Your Place in the Multiverse: Jean Lowe recently opened as an exhibit at the Nora Eccles Harrison Museum of Art in Logan.

The exhibit features 10 art installations from American artist Jean Lowe that use satire and humor to touch on topics such as consumerism, environmentalism and feminism.

 

Jean Lowe is a multimedia artist whose installations at the NEHMA include paintings, artist-made furniture and a short film where Lowe dresses as a fictional talk show host to discuss her works.

 

Bolton Colburn, the curator of collections and exhibits at NEHMA, said this is the first comprehensive museum exhibition of Jean Lowe’s work.

 

“We look to do exhibitions that cover some ground that hasn't been covered before," Colburn said. "So in Jean Lowe’s case, you know, just, she hadn't gotten a very in-depth look at her work by a museum before.” 

 

NEHMA is producing a publication for the exhibit that will be available in mid-September.
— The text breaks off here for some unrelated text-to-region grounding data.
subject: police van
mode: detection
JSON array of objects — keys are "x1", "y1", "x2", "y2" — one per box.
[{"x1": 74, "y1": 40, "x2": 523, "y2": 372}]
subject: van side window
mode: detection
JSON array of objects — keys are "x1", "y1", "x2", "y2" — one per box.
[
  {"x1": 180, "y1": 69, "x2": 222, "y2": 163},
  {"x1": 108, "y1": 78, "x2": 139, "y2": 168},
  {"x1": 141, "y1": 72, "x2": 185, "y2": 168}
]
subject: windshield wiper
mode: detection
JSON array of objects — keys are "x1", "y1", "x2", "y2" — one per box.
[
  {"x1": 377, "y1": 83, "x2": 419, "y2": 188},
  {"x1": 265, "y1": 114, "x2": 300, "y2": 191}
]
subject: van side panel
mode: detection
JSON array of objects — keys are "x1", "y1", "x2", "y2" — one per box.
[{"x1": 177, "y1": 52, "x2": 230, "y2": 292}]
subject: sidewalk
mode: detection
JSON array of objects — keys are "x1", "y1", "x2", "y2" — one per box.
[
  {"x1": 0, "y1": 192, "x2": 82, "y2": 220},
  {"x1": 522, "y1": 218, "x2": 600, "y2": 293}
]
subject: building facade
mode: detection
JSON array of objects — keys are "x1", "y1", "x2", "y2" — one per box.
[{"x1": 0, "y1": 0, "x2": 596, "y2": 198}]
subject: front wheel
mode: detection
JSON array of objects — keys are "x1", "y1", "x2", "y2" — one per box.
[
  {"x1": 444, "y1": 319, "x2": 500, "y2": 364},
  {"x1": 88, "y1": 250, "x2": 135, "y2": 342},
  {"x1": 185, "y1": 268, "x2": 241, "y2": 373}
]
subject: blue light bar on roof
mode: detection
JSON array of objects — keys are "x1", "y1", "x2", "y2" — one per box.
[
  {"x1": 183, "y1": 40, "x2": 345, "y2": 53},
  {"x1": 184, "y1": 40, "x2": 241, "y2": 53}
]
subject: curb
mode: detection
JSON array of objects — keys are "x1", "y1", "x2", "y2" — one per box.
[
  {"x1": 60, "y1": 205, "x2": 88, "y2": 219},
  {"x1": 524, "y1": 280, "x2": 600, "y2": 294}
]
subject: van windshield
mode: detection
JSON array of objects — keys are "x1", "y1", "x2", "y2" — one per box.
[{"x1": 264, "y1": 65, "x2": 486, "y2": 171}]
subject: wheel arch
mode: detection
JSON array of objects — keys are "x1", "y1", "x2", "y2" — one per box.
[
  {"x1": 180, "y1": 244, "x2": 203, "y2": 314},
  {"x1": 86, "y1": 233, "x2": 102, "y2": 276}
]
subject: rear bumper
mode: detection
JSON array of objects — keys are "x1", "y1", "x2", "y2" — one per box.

The publication will include reproductions of Lowe’s art installations and two essays by art professors on the subject of Lowe’s work.

 

Marissa Vigneault, an assistant professor of art history at Utah State University, is writing an essay that will focus on the feminist aspect of Lowe’s work and how she uses humor.

 

“I was thinking about the way that, you know, feminist politics has been structured in the media as being something serious and means that you, you know, it already comes with all these kinds of expectations and roles and biases," Vigneault said, "but how her work is so funny, and it's funny, humorous, and the way that can lead you into thinking about really serious topics.” 

 

One of Vigneault’s favorite works of Lowe’s is her Portraits of Women, where Lowe recreates images of unnamed women made famous by modernist artists like Picasso. Vigneault said that Lowe remakes the painted images and then paints over them again after they’re displayed.

 

“Taking it out of that realm as a physical object, making sure it no longer exists, it functions then conceptually to ask us what's been erased, who has been erased, what names have been erased, what histories have been erased," Vigneault said. "And so she can do it over and over and over again, so that we don't forget, right?” 

 

The exhibit will be on display until Dec.12. The art can be enjoyed in person at the Nora Eccles Harrison Museum of Art in Logan and through a virtual tour online narrated by Jean Lowe herself.